I love that flan can be an unexpected and somewhat unusual dessert to some. And, it’s as glamorous as delicately delicious.

Coconut Flan

  • 6 eggs
  • 1 can evaporated milk
  • 1 can sweetened condensed milk
  • water
  • 1/2 cup sugar
  • 1 teaspoons vanilla paste
  • 1 teaspoon coconut extract
  • shaved candied coconut, garnish (I buy mine at The Fresh Market)

Beat 6 eggs in one bowl. In another bowl, combine 1 can of evaporated milk, 1 can of sweetened condensed milk, 1 can of water (use the sweetened condensed can for measuring).  Strain the eggs into the milk bowl and then add vanilla paste and coconut extract. Wisk together to combine.

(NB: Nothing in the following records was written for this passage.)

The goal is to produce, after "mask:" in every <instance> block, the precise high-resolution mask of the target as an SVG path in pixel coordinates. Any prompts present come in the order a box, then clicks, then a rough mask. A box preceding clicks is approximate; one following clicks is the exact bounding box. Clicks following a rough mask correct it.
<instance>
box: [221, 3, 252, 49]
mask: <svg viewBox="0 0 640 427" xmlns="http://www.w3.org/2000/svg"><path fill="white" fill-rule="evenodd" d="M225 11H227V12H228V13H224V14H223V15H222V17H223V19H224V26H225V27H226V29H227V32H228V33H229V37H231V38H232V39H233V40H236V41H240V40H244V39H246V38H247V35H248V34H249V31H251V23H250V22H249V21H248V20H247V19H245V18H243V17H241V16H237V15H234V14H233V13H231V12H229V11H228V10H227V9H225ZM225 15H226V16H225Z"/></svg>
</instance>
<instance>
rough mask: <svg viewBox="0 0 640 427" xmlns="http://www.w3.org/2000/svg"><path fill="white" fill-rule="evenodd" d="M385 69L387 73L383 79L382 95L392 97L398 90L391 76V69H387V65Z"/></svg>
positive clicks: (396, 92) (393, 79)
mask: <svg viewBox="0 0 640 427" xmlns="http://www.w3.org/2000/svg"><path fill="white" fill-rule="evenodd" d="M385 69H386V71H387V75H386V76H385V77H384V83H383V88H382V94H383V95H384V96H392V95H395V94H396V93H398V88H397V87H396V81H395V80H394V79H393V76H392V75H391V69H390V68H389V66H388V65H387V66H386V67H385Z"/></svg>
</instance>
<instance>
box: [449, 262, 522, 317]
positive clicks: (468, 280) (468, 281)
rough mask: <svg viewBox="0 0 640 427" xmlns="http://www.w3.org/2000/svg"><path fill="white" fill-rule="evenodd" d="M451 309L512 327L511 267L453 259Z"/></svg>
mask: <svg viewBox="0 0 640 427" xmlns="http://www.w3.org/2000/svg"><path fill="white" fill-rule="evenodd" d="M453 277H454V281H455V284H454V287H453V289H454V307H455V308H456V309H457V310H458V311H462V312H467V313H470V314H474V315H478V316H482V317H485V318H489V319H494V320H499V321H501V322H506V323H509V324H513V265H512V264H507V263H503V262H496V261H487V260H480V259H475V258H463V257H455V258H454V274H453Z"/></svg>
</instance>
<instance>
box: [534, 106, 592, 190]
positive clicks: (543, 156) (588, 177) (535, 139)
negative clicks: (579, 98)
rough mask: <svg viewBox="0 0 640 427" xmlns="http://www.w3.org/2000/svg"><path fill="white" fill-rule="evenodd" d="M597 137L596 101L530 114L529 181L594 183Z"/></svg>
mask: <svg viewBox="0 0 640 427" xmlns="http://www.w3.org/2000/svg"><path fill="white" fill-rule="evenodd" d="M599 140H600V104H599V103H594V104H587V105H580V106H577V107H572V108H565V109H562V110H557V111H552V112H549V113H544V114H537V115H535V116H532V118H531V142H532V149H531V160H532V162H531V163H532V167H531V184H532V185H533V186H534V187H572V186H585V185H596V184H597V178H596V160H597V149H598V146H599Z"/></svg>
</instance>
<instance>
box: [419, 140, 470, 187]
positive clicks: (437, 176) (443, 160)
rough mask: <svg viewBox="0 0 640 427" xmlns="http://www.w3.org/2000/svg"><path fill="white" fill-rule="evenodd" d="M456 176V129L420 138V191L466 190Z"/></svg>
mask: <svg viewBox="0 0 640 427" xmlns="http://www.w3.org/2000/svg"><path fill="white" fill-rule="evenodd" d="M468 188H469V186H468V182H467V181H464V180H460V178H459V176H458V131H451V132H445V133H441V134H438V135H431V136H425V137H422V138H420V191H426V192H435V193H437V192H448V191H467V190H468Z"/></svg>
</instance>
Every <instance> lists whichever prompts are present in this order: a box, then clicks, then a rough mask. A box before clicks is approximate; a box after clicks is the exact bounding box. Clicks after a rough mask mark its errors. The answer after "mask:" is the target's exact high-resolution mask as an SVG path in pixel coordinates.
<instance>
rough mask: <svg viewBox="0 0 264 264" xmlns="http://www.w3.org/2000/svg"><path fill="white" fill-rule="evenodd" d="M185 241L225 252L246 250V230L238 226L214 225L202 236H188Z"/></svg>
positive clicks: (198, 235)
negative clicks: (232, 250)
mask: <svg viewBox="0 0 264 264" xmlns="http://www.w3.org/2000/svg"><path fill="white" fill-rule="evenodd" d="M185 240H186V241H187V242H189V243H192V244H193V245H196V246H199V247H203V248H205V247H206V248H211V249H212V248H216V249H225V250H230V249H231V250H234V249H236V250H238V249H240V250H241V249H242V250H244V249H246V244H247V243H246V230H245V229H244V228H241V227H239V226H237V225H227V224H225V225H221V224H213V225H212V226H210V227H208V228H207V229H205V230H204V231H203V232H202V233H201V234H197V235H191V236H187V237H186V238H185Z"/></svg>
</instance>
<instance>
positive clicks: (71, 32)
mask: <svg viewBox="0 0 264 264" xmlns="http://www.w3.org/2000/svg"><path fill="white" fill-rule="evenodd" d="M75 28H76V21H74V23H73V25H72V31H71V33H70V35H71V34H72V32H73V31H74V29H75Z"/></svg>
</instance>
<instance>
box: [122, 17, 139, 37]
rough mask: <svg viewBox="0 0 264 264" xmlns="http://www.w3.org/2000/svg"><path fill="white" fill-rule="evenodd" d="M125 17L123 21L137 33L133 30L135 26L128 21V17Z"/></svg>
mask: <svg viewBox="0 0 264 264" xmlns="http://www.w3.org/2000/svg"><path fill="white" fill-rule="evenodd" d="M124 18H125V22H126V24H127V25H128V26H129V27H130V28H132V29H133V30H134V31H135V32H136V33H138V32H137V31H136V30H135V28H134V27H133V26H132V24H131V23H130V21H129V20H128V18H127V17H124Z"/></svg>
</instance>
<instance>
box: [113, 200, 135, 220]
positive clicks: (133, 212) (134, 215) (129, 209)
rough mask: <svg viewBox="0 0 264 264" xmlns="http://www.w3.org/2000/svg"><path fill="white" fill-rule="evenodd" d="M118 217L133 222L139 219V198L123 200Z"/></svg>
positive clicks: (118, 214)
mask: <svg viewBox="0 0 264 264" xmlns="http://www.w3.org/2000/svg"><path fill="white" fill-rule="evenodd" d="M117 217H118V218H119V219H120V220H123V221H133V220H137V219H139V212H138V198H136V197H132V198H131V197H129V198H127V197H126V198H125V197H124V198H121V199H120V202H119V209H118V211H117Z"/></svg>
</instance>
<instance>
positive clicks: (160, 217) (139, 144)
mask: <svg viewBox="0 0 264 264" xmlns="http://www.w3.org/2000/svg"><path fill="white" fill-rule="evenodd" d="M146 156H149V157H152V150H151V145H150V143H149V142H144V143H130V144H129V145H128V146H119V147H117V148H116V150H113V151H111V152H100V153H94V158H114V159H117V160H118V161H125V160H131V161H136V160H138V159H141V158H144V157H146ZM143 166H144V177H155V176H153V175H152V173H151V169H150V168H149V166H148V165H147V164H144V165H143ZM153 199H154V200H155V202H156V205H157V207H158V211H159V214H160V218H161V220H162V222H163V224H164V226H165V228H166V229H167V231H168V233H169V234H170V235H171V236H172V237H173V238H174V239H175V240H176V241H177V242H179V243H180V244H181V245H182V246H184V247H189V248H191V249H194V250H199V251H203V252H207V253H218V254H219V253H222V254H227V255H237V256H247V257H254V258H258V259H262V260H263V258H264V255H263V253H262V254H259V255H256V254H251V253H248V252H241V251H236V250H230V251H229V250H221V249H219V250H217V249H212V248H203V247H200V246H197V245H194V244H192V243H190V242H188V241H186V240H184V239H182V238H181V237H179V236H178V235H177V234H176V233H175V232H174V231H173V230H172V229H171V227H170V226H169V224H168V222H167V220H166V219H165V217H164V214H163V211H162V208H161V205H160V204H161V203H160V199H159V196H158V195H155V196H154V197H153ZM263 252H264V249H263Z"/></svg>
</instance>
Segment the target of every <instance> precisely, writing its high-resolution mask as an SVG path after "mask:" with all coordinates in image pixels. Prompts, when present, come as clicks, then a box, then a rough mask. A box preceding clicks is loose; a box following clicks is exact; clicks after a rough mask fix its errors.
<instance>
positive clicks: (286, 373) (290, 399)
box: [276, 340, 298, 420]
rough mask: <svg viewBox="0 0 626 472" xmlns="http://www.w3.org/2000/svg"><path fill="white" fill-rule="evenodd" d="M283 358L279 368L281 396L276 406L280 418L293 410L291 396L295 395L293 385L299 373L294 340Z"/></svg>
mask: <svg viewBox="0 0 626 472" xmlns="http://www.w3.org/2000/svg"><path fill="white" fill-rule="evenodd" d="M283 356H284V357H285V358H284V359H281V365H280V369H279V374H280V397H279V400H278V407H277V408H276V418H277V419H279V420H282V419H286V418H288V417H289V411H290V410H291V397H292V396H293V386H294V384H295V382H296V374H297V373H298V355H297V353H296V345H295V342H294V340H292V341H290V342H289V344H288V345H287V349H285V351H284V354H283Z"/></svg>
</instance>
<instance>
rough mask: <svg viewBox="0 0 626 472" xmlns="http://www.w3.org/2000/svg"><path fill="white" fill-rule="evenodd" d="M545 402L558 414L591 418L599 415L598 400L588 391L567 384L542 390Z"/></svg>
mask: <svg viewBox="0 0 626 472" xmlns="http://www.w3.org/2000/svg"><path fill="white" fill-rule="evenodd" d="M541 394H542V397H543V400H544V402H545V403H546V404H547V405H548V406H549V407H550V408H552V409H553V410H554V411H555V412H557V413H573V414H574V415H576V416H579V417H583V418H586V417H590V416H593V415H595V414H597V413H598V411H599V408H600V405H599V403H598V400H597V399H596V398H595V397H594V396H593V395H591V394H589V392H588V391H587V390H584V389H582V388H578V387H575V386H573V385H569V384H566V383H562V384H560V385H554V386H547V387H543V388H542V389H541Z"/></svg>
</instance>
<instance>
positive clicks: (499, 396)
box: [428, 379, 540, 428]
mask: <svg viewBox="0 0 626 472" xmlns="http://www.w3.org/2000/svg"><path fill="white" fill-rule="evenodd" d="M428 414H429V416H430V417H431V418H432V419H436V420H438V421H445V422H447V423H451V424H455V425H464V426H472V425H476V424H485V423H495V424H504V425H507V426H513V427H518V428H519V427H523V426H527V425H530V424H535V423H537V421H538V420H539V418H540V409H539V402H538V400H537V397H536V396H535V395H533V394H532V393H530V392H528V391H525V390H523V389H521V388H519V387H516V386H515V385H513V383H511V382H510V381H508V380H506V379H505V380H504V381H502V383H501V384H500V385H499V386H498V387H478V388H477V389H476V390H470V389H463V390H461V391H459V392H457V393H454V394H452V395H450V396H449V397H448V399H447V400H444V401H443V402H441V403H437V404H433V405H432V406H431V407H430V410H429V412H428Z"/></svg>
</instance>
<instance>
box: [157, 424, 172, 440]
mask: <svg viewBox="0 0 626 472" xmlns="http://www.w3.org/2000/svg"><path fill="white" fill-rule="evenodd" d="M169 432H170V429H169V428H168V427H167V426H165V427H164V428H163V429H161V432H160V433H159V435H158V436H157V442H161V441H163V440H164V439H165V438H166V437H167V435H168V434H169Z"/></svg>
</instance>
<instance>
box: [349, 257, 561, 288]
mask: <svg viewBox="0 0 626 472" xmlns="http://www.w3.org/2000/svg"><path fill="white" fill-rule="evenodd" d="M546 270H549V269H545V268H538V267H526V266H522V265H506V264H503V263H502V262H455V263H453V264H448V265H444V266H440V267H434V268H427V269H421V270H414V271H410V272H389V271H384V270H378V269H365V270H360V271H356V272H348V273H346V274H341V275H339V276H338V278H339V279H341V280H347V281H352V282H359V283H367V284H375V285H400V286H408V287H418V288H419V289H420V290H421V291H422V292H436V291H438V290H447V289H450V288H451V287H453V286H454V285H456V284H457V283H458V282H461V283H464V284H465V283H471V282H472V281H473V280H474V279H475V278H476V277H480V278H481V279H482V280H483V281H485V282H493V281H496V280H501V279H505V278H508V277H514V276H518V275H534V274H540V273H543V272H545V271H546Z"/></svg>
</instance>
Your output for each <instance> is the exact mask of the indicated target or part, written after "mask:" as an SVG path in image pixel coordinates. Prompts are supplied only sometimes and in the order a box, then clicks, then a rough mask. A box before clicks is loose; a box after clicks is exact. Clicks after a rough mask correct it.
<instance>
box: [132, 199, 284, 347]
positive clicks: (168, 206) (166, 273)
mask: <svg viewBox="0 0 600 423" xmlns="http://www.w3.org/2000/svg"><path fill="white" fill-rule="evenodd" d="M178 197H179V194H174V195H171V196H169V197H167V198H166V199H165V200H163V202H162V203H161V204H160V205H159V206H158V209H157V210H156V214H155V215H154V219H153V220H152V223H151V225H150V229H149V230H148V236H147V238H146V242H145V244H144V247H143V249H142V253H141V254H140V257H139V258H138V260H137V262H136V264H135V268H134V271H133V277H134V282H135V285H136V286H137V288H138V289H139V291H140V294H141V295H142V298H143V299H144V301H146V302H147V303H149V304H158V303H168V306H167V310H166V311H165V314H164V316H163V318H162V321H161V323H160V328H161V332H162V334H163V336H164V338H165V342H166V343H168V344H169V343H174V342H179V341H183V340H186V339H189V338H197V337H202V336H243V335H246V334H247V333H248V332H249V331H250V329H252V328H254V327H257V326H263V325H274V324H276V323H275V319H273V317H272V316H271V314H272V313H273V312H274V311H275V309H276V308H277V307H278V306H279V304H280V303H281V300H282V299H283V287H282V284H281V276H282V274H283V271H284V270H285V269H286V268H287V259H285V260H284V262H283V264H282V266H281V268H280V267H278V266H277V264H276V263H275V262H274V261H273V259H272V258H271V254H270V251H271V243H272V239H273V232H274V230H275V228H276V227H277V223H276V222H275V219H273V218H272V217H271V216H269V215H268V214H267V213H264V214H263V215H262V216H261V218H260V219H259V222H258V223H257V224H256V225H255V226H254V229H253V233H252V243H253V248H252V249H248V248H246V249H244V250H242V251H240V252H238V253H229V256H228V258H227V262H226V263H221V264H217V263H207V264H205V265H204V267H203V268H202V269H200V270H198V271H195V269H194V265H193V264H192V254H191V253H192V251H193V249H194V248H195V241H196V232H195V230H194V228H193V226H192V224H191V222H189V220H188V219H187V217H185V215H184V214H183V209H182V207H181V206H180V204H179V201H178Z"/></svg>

Heat about 1/2 cup of sugar in a skillet until golden. You will need to keep scraping the skillet to prevent burning. This stuff is HOT so be careful. Do not stop stirring and scraping until it is ready. Pour it into the bottom of a large ceramic dish and swirl around to cover bottom. If it does not completely cover, don’t worry. Pour in the flan mixture and put the dish in a water bath. Cook at 350 degrees for about 1 hour and a half. Jiggle the dish to see if it isn’t liquid like – but still moves. Refrigerate at least overnight. To plate, run a knife around the edge of the dish a couple times to separate. Then flip quickly onto a platter.